Kopiert man die Ausgabe in eine neue htm-Datei, fehlt ein Teil, und zwar der mit 
"Alle Angebote ab ... "  !!!	


Kann mir jemand helfen

Danke!!


----------



## Bleiglanz (1. Jun 2005)

könnte sein, dass amazon den basierend auf dem client (browser, cookies, usw.) gar nicht mitschickt??

was genau fehlt?

alles bis zum ende, oder ist da noch ein </html> drin, d.h. wurde was ausgelassen?


----------



## stev.glasow (1. Jun 2005)

in Zeile 388 steht wenn man es über eine Script lädt:
/ 


Und beim Browser(Mozialla):
/ <nobr><font face=verdana,arial,helvetica size=-1 >*<a href=/exec/obidos/tg/detail/offer-listing/-/3785721528/all/ref=ufu_lmi_/302-8171499-4442411>Alle Angebote</a>* ab <font color=#990000>EUR 16,00</font></font></nobr>

Ich habe mich mal  bei Amazon ausgeloggt und Cookies und JavaScript deaktiviert, hat aber nichts dran geändert.


----------



## babuschka (1. Jun 2005)

Kann man das sonst noch irgendwie anders auslesen?

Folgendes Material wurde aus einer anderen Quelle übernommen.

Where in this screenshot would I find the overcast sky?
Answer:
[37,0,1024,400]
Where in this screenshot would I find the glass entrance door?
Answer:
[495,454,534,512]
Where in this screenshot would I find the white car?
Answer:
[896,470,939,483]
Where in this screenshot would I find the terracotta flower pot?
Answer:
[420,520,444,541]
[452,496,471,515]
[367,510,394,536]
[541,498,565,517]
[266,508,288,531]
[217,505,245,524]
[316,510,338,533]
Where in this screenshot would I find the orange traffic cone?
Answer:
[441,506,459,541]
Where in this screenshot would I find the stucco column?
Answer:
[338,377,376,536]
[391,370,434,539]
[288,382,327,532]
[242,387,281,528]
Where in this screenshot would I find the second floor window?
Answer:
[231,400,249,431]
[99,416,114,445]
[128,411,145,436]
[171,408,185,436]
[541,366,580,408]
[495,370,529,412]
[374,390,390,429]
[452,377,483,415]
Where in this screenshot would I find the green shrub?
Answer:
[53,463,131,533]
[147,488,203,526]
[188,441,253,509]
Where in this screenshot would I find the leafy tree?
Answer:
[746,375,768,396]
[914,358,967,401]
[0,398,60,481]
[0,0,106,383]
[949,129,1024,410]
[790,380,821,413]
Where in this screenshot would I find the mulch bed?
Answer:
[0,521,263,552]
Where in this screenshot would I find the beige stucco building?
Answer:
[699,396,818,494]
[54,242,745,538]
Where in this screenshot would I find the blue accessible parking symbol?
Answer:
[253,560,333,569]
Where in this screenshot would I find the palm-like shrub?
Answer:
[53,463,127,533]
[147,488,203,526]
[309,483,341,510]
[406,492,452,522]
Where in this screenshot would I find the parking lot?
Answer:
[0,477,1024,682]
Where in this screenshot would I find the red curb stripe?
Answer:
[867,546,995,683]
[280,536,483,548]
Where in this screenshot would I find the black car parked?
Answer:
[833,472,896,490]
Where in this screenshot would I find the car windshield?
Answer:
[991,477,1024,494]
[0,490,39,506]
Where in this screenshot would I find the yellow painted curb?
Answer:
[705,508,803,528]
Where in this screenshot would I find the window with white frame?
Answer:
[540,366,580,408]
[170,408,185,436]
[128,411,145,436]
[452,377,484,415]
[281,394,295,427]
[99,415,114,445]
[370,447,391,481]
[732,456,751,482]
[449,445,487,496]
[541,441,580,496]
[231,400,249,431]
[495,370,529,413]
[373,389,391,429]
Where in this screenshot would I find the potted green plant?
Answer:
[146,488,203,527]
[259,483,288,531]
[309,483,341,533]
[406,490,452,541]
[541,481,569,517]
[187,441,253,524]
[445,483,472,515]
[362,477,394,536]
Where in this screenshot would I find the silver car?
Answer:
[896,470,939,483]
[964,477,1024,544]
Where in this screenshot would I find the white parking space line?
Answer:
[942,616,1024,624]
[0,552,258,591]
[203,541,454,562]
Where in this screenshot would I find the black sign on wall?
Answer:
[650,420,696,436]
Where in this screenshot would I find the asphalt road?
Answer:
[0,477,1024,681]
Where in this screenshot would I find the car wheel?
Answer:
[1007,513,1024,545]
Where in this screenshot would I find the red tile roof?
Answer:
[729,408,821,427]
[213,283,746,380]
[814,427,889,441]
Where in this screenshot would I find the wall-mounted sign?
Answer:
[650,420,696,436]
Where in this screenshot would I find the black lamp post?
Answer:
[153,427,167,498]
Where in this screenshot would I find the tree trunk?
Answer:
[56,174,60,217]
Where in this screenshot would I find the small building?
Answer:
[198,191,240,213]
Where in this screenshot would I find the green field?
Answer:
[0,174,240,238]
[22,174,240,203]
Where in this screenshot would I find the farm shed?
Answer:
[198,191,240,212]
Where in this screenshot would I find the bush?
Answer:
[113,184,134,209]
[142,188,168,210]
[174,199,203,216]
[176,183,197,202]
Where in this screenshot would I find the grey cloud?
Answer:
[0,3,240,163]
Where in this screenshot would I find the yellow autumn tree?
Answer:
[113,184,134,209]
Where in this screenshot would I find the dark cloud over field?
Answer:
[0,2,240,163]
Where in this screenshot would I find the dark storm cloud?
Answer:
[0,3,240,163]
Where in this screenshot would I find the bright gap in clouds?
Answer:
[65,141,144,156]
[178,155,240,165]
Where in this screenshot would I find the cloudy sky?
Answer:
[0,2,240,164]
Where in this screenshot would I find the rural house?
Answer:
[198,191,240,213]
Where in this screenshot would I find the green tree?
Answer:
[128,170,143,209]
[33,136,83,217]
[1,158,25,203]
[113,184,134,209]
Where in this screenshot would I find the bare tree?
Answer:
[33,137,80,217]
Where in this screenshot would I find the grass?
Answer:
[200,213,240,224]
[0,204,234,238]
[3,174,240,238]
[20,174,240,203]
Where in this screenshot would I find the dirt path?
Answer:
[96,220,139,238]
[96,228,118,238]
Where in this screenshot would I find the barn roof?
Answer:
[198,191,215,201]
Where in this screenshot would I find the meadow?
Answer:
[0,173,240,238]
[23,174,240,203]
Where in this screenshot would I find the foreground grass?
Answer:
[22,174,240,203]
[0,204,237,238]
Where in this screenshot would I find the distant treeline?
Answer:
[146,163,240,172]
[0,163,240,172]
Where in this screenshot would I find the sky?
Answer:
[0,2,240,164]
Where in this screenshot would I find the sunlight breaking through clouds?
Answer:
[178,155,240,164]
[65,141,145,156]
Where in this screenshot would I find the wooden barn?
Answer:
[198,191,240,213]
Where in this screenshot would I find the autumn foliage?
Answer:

Evt. über Umwege?


----------



## stev.glasow (1. Jun 2005)

K.A. Dazu müsste man erstmal den Grund kennen warum das jeweils anderes gehändelt wird.


----------



## Bleiglanz (1. Jun 2005)

geht möglicherweise nicht um Cookies oder Javascript, sondern um den HTTP Header mit der Browserinfo...


----------